The easiest and currently best source of this second Go compiler
is a prebuilt pacakge from the Go people.
My process goes like this:
- Make a bootstrap area that you'll use for the bootstrap Go compiler,
and fetch the latest prebuilt Go 1.8 package from the official Go
downloads area:
mkdir bootstrap cd bootstrap wget https://.../<whatever>.tar.gz tar -xf <whatever>.tar.gz
You specifically want Go 1.8 (1.8.1 as I write this) because Go compile times took a nose dive from Go 1.5 onwards (the first version of the compiler that was written in Go instead of C) and only recently recovered.
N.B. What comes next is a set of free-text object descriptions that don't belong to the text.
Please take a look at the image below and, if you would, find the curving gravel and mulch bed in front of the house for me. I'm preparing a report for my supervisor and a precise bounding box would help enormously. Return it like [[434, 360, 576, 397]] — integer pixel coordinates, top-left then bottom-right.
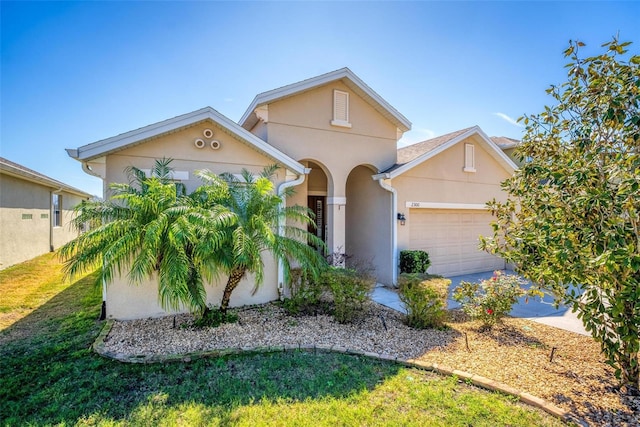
[[104, 302, 640, 426]]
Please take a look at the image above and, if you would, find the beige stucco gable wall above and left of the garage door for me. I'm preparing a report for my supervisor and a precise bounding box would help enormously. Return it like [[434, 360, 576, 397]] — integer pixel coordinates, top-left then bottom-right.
[[392, 137, 510, 250]]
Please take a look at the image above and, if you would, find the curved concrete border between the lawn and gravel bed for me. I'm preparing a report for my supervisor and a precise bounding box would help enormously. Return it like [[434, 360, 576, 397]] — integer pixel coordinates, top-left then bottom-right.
[[91, 320, 586, 426]]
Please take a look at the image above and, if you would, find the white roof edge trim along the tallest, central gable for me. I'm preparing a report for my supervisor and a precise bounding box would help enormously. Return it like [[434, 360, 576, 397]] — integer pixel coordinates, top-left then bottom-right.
[[239, 68, 411, 132]]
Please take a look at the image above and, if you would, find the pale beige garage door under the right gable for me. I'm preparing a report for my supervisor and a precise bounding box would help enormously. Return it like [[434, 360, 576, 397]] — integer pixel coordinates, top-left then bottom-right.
[[409, 209, 505, 276]]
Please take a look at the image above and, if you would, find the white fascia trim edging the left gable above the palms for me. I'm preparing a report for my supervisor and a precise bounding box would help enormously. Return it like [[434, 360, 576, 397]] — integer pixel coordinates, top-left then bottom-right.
[[67, 107, 308, 174]]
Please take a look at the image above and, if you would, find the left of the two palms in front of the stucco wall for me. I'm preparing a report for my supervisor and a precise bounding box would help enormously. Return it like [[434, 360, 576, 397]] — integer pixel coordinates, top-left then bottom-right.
[[59, 159, 206, 312]]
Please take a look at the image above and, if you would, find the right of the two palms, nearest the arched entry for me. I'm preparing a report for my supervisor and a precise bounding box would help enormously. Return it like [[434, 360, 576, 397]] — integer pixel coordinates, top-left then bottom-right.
[[192, 165, 326, 316]]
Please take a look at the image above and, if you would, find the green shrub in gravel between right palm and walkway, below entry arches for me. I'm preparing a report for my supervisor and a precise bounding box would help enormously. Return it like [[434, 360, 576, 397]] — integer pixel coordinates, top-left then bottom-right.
[[320, 267, 375, 323]]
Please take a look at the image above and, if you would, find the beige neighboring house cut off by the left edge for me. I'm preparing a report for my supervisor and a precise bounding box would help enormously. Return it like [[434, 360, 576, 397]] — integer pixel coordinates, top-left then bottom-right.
[[0, 157, 91, 269]]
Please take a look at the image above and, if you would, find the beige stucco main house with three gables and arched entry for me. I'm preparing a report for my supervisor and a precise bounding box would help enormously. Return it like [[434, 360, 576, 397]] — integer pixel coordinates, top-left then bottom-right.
[[67, 68, 516, 318]]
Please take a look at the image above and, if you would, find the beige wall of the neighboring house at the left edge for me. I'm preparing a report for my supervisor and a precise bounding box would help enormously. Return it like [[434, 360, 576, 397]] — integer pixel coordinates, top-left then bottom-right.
[[0, 174, 82, 269]]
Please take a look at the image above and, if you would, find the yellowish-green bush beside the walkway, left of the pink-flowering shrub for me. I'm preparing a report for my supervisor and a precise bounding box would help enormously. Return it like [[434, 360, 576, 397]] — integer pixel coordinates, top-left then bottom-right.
[[398, 274, 451, 329]]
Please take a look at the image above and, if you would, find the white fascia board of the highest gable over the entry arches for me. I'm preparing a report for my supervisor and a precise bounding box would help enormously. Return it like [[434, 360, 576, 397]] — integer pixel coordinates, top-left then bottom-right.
[[238, 67, 411, 132]]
It used to be clearly slower to bootstrap Go with versions of Go from 1.5 onwards, but it's now actually slightly faster to do so with Go 1.8.1 instead of with Go 1.4, at least on 64-bit Linux x86.
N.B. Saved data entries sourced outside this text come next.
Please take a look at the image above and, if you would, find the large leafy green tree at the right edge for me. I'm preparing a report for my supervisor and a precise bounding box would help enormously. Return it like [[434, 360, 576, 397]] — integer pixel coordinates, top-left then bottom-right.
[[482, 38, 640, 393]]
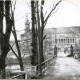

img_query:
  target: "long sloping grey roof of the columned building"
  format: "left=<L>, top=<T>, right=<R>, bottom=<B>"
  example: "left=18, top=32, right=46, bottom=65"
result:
left=44, top=26, right=80, bottom=35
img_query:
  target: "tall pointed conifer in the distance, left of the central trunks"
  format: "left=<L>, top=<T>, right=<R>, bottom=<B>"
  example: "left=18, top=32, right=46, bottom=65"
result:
left=21, top=17, right=32, bottom=56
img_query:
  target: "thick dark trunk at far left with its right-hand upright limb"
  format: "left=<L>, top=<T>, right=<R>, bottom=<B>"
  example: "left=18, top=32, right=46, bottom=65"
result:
left=0, top=1, right=12, bottom=79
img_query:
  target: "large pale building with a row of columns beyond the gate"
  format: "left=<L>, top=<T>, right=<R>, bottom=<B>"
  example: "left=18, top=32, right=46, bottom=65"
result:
left=44, top=26, right=80, bottom=51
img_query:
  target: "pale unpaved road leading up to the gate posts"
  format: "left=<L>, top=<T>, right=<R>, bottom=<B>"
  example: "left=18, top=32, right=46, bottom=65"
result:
left=44, top=52, right=80, bottom=79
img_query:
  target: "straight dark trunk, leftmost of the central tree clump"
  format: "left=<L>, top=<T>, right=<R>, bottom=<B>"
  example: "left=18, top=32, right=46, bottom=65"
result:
left=31, top=1, right=38, bottom=65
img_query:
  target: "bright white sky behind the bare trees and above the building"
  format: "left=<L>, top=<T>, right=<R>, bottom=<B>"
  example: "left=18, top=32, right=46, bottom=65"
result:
left=11, top=0, right=80, bottom=40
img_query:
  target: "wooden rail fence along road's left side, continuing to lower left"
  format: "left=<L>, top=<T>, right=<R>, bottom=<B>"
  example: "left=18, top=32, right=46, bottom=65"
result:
left=9, top=56, right=56, bottom=79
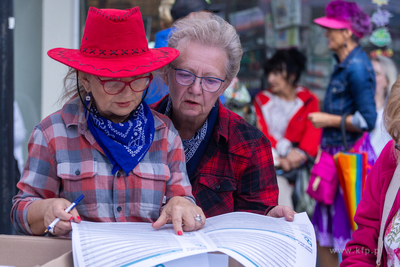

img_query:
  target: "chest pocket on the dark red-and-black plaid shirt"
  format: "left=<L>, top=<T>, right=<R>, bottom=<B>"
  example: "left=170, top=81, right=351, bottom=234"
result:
left=196, top=175, right=237, bottom=216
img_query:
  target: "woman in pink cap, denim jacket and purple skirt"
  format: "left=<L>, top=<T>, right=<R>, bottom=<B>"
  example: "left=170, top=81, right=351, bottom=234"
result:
left=308, top=0, right=377, bottom=267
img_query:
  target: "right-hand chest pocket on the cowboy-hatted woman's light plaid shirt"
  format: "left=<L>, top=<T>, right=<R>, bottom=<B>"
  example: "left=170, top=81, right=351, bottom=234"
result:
left=129, top=163, right=171, bottom=218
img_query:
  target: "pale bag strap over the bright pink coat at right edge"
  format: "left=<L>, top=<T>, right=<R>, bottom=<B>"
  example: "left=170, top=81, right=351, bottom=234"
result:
left=376, top=164, right=400, bottom=266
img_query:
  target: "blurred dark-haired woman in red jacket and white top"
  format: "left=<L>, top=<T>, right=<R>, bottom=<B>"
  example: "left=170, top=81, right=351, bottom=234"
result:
left=254, top=48, right=322, bottom=207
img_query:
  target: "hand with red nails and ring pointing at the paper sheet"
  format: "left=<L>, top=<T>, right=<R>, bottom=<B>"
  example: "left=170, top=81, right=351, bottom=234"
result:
left=153, top=196, right=206, bottom=235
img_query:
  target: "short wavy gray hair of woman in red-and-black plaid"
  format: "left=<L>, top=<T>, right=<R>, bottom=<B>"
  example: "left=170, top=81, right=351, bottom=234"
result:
left=168, top=12, right=243, bottom=80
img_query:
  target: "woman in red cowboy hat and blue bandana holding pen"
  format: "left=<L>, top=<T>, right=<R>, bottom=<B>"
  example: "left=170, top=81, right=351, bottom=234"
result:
left=11, top=7, right=205, bottom=238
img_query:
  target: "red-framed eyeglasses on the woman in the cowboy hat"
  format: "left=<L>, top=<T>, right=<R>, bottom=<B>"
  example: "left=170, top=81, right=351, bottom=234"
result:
left=95, top=73, right=153, bottom=95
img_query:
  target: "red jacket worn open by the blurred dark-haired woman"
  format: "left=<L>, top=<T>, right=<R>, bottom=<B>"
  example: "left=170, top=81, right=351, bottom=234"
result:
left=254, top=87, right=322, bottom=157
(I wound up testing this as part of writing this entry and surprised myself. I used to use Go 1.4 as the bootstrap compiler; I'm now switching to Go 1.8. A quick test suggest that Go 1.7 is also slightly faster than Go 1.4 for this, but Go 1.8 is faster than Go 1.7 so you might as well use it.)
If your system already has a system version of Go 1.8, you can use that. If the latest version of Go is more recent than Go 1.8 (on your system or released by the Go people or both), it might be better for this. Go 1.9 is probably going to compile Go programs faster than Go 1.8, but predicting the future beyond it is hard.
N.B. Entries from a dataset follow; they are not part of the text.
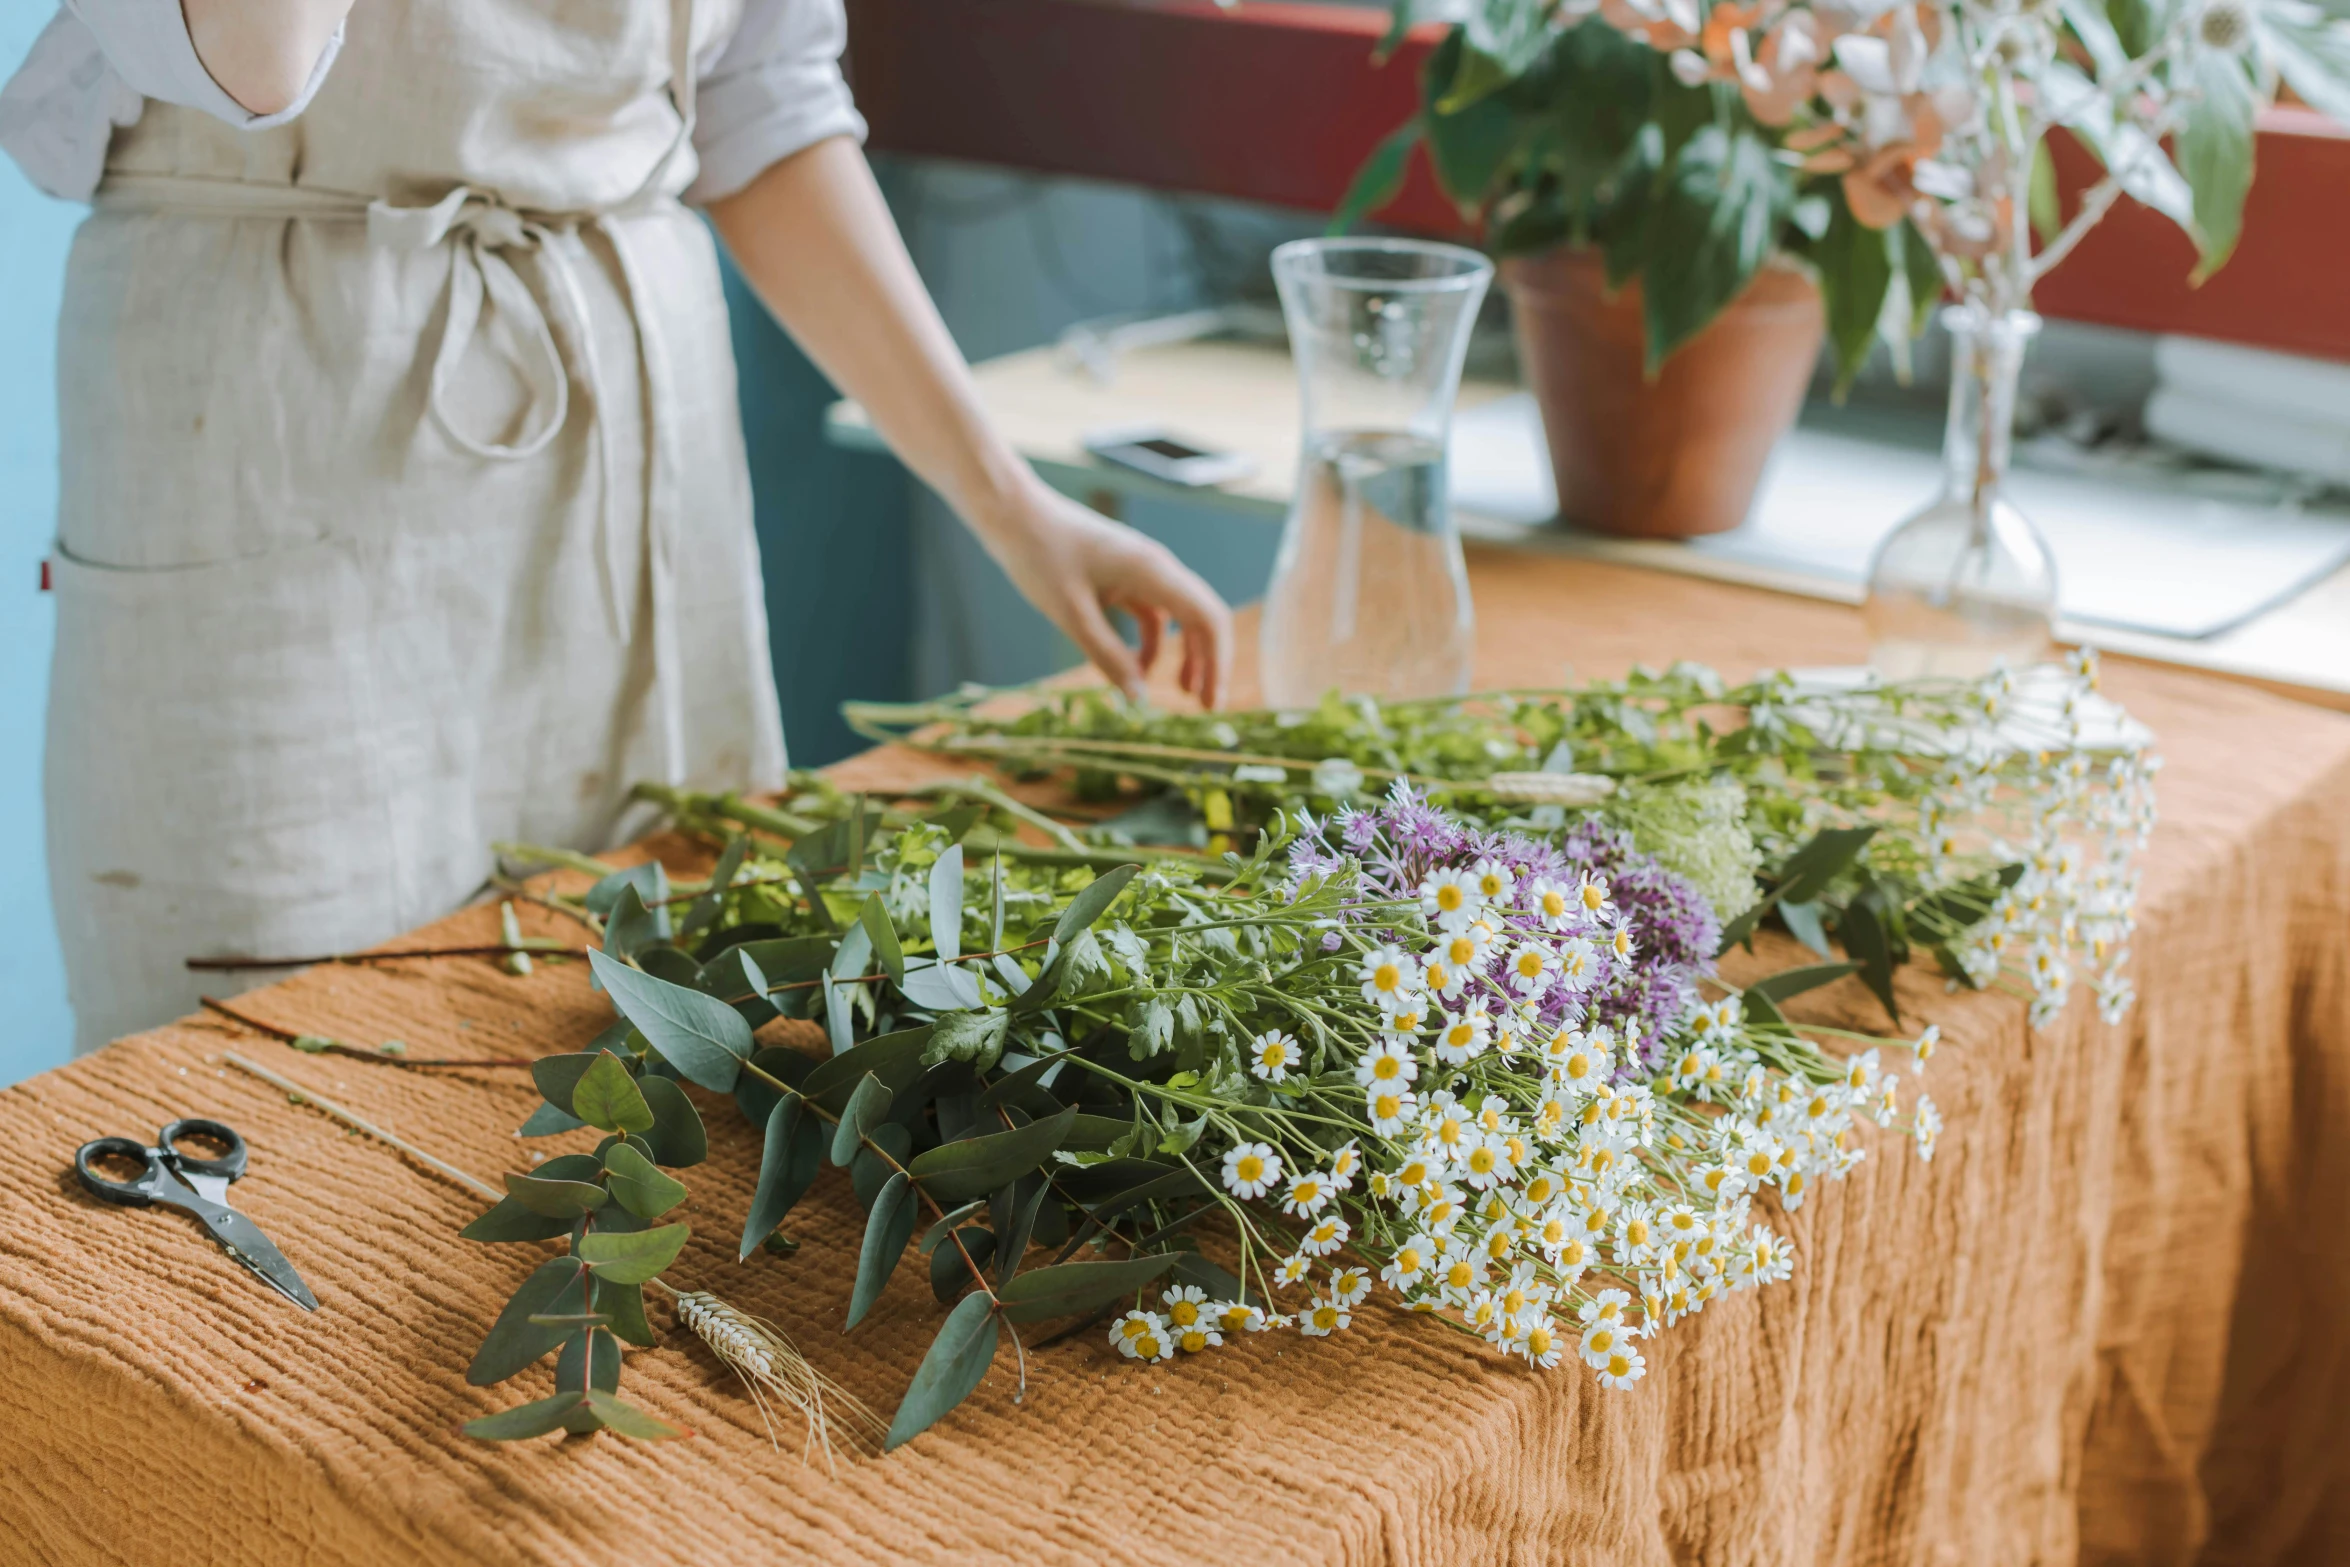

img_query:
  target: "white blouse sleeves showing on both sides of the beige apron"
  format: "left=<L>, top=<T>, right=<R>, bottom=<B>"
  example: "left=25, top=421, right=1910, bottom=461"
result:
left=0, top=0, right=865, bottom=202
- Get a Git clone of the current master repository:
cd /some/where git clone https://go.googlesource.com/go go
- Create a little script to build your master version of Go using
the version of Go in the bootstrap area; this script lives in
go/src
. I call my scriptmake-all.bash
, and a simple version looks like this:#!/bin/bash GOROOT_BOOTSTRAP=/some/where/bootstrap/go export GOROOT_BOOTSTRAP ./all.bash
You can do this by hand but it gets to be a pain to remember the correct setting for
$GOROOT_BOOTSTRAP
and scripts capture knowledge.If you're using a system version of Go instead of your own bootstrap version, the
$GOROOT_BOOTSTRAP
setting you want is:GOROOT_BOOTSTRAP=$(/usr/bin/go env GOROOT)
Or perhaps
/usr/local/bin/go
, or even/usr/local/go/bin/go
. - Build the latest version of Go with this script:
cd go/src ./make-all.bash
You can now add
/some/where/go/bin
to your path, or symlink the programs there into$HOME/bin
if you prefer.(As with most compilers, Go does a two-stage build; first it builds itself with your bootstrap Go, and then it rebuilds itself with itself.)
When you want to (re)build the latest version of Go, you simply
'git pull
' to update the master tree and then repeat step four.
Future versions of Go will make all of this somewhat easier because
they'll permit you to download prebuilt binaries but put them
anywhere you want without hassles. Today, it requires somewhat
awkward gyrations to download one of the distribution packages but not put it in /usr/local/go
, which
creates more than one reason to build your own version of Go from
source.
Sidebar: Building specific versions of Go
Since the development tree sometimes breaks or has things in it
that you don't actually want to use, you may also want to keep
around your own copy of, say, the latest officially released Go
version, which is Go 1.8.x as I write this. You can do this as a
Git worktree derived from your master go
repository:
cd /some/where/go git worktree add -b release-branch.go1.8 ../v1.8 origin/release-branch.go1.8 cd ../v1.8/src cp ../go/src/make-all.bash . ./make-all.bash
('git branch -r
' in your go
repo will be useful here. I believe
this tree can be updated when the Go people release new updates for
Go 1.8, although I'm not completely sure of the best Git way to do
it.)
This is different from the binary release that you downloaded to
/some/where/bootstrap/go
, because it doesn't require any weird
steps to use. You can just add /some/where/v1.8/bin
at the start
of your $PATH
and then everything just works, unlike the bootstrap
copy, which requires you to set $GOROOT
to use it.
By the way, yes, once you build your own version of Go 1.8, you can use it as the bootstrap compiler for the latest development version of Go.
(Even more recursive setups are possible. My version of Go 1.8 that I'm now using as my bootstrap Go compiler was actually bootstrapped with the latest Go development version, because why not.)